Algorithm Patterns
Mastering algorithmic patterns is essential for solving coding challenges efficiently. This section covers the most common patterns you'll encounter in technical interviews and real-world development.
What Are Algorithm Patterns?
Algorithm patterns are reusable approaches to solving specific types of problems. Instead of memorizing individual solutions, learning these patterns helps you:
- Recognize problem types quickly
- Apply the right technique systematically
- Adapt solutions to similar problems
- Build problem-solving intuition
Core Patterns
Sliding Window
Optimizes problems involving contiguous sequences (subarrays, substrings). Perfect for finding optimal windows or tracking elements within a range.
Common Use Cases: Maximum/minimum subarray sum, longest substring problems, fixed-size window aggregations
Dynamic Programming
Breaks complex problems into overlapping subproblems, storing results to avoid redundant calculations.
Common Use Cases: Optimization problems, counting paths, sequence alignment, knapsack variations
Binary Search on Answer
Uses binary search to efficiently find optimal values by testing candidate solutions.
Common Use Cases: Finding minimum/maximum values meeting constraints, capacity problems, resource allocation
Two Pointers
Uses multiple pointers to traverse data structures, often from different positions or directions.

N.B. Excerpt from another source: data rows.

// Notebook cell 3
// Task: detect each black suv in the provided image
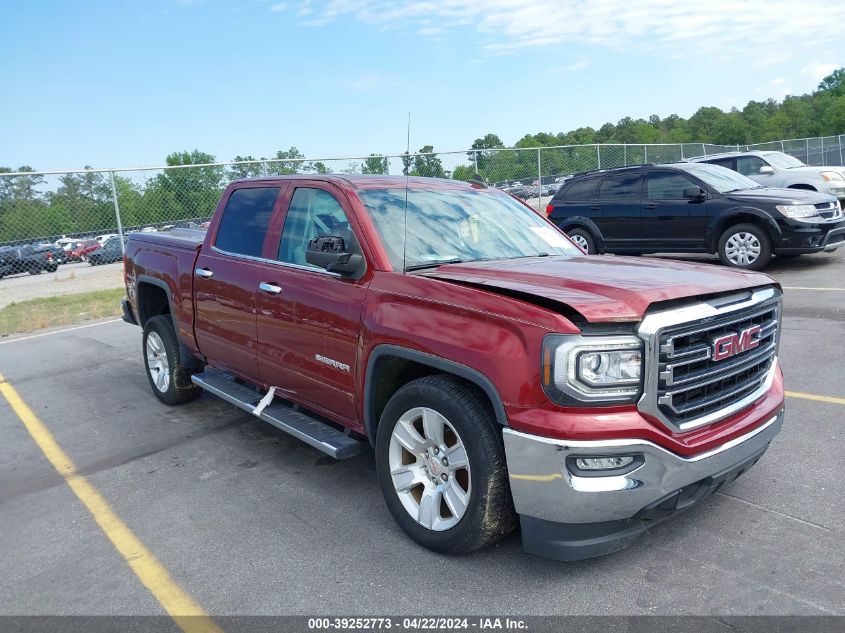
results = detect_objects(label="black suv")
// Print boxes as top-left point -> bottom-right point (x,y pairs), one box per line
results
546,163 -> 845,270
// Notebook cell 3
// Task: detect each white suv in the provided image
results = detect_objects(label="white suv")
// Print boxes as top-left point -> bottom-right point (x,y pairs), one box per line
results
687,151 -> 845,203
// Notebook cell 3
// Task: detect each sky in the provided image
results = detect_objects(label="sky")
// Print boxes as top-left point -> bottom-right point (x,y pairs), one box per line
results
0,0 -> 845,170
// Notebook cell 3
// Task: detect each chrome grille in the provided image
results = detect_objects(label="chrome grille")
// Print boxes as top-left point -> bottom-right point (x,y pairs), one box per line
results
640,288 -> 780,431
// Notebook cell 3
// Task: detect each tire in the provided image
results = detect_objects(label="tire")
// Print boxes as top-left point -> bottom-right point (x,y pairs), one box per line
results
141,314 -> 202,405
375,374 -> 516,554
717,224 -> 772,270
566,229 -> 598,255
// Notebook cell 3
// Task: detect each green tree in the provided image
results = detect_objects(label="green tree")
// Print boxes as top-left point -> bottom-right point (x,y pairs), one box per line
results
411,145 -> 446,178
361,154 -> 388,174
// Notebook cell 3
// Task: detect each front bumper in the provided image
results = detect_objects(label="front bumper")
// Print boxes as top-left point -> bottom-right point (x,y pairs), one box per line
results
504,410 -> 783,560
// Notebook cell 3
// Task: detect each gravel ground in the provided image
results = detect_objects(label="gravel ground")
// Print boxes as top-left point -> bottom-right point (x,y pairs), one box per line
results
0,262 -> 123,308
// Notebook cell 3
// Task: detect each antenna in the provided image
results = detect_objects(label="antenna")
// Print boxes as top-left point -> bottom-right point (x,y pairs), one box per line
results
402,112 -> 411,274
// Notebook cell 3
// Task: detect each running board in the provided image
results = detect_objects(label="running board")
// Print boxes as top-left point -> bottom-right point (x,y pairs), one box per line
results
191,369 -> 361,459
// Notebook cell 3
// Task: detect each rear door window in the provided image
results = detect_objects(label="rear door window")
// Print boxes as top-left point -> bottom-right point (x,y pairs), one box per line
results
599,172 -> 642,202
214,187 -> 279,257
561,178 -> 600,202
736,156 -> 768,176
646,171 -> 696,200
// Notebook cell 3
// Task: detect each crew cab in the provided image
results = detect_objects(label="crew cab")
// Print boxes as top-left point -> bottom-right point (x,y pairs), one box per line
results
123,175 -> 784,560
546,163 -> 845,270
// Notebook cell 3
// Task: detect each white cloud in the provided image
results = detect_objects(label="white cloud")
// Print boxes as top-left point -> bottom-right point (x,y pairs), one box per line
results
801,63 -> 839,81
288,0 -> 845,61
563,59 -> 590,73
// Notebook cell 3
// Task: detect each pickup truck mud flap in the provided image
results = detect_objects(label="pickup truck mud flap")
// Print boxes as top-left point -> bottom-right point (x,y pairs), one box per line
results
191,369 -> 361,459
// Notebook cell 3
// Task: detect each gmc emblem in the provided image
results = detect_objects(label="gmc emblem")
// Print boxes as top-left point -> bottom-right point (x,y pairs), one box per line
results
713,325 -> 762,360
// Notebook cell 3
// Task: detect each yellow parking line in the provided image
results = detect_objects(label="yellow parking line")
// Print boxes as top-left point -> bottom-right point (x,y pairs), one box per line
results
510,473 -> 563,481
786,391 -> 845,404
0,375 -> 222,633
783,286 -> 845,292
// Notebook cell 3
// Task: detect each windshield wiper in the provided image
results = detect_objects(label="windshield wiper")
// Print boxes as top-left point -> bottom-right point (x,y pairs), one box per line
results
405,257 -> 463,273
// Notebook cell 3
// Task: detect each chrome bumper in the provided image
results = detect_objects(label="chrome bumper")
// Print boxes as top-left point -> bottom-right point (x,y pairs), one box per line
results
504,410 -> 783,524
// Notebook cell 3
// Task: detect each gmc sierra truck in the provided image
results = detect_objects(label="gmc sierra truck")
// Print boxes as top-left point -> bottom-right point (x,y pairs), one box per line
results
124,175 -> 784,560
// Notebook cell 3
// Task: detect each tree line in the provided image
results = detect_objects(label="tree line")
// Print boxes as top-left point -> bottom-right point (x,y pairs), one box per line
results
0,68 -> 845,244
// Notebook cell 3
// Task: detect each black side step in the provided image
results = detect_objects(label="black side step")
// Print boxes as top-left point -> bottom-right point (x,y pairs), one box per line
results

Common Use Cases: Pair finding, array partitioning, merging sorted arrays, palindrome checking
Fast and Slow Pointers
Uses pointers moving at different speeds to detect cycles or find specific positions.
Common Use Cases: Cycle detection, finding middle elements, linked list problems
Backtracking
Systematically explores all possible solutions by building candidates incrementally and abandoning them when they fail to meet constraints.
Common Use Cases: Permutations, combinations, constraint satisfaction, puzzle solving
Heap and Priority Queue
Maintains elements in sorted order for efficient access to minimum or maximum. Essential for problems requiring frequent extreme value access.
Common Use Cases: K-th largest/smallest, merge K lists, task scheduling, running median
Monotonic Stack
Maintains stack elements in monotonic order to efficiently find next/previous greater or smaller elements.
Common Use Cases: Next greater element, histogram problems, temperature problems, range queries
Graph Traversal (BFS/DFS)
Systematic graph exploration using breadth-first or depth-first search. Foundation for many graph algorithms.
Common Use Cases: Shortest path, connected components, cycle detection, level-order traversal
Greedy Algorithms
Makes locally optimal choices at each step to find global optimum. Fast but requires proof of correctness.
Common Use Cases: Activity selection, scheduling, interval problems, optimization with specific properties
Trie (Prefix Tree)
Tree structure for efficient string prefix operations. Each path represents a word with shared prefixes.
Common Use Cases: Autocomplete, spell check, prefix matching, dictionary operations, word games
How to Use This Guide
Each pattern section includes:
- Conceptual Overview - Understanding when and why to use the pattern
- Step-by-Step Approach - How to apply the pattern systematically
- Three LeetCode Examples - Real problems with complete solutions
- Implementation Details - Code walkthroughs with explanations
Start with a pattern that interests you, work through the examples, and practice applying the approach to similar problems.